Considering that the illegal hunts seemed to take place at approximately the same time each year, Jack and Belinda made their call to Precise Investigation a month before their scheduled holiday. We were briefed about the incidents and shown the video footage from the previous year, giving our agents key information on where and how to set-up for the upcoming surveillance operation.
With the expressed permission of the owners, we had a two-man team stationed at the property, residing there for the duration of the operation, but in such a way as to not raise any concerns that someone may be living there. No lights were turned on, no fires were lit and no vehicles were started or driven over the six days it took to capture the suspects in action.

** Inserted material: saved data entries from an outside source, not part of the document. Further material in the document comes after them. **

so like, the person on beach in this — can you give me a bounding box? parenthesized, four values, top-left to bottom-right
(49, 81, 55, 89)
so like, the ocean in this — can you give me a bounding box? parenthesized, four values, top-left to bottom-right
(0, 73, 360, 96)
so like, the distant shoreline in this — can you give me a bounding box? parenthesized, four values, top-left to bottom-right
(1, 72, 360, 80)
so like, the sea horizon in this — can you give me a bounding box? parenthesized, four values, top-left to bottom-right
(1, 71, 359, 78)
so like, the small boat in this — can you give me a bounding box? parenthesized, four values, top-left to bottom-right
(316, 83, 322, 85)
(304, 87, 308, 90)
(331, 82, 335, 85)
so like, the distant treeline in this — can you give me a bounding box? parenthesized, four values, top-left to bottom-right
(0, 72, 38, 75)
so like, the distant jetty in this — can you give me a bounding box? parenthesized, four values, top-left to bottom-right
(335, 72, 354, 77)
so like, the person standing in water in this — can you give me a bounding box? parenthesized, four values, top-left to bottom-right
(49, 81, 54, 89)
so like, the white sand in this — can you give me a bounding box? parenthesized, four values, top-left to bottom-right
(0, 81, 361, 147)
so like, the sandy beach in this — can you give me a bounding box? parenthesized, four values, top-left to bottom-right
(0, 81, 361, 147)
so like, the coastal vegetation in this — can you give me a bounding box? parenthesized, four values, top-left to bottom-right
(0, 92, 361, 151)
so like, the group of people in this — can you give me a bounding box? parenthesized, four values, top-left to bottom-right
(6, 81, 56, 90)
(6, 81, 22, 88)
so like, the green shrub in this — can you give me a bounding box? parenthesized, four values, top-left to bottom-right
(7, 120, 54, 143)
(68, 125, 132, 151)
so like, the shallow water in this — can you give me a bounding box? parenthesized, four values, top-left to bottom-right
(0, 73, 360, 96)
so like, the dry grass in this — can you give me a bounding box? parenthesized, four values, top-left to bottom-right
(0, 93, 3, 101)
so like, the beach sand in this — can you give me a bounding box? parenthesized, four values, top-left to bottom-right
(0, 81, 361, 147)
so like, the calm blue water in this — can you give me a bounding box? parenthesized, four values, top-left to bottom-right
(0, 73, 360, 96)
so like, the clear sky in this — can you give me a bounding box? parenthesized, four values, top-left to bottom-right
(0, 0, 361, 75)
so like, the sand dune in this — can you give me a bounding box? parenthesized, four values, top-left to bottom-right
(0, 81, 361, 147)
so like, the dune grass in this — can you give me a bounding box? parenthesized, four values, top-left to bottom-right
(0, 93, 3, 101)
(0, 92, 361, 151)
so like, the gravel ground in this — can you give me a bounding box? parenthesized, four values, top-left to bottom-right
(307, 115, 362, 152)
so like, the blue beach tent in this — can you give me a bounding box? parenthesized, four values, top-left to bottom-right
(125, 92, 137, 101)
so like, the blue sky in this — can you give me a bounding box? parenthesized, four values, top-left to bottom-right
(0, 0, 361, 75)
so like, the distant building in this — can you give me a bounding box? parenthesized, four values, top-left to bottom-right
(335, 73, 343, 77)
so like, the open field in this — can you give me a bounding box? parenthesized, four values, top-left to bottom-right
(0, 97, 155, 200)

On Australia Day of this year, Precise Investigation was able to capture footage of five men of Aboriginal descent, making their way from a neighbouring property, onto Jack’s land, where they set up two small tents, ropes, traps, knives and their tarp sheet. About one hundred metres from their camp, they had a Yamaha BearTracker Quad, which they used to hitch the tarp sheet to, before hauling the crocodiles, two at a time, over to a property four plots down.
As soon as we were able to trace the location of the men, we sent the information, along with the evidence we’d compiled to date, to Jack and Belinda for review.
The investigation was terminated, with the couple having returned to their land knowing full-well who the culprits were and why they were doing it. The men, it turned out, were working on behalf of Bennie Whitman, a long-term neighbour, friend and unofficial rival to Jack, who’d recently come under a lot of financial stress after trying to upgrade his own crocodile farm and tourist facilities. Against our recommendation and as a gesture of good will, an agreement has since been made between the two men in which Bennie repay Jack and Belinda through volunteering at their lodge for a few weeks, following which Bennie could decide to stay on as an employee if he wished and remain on as a valuable member of staff.
Please note: All names, locations and identifying characteristics of the people, businesses and places described in this article have been changed to protect the identities of those involved.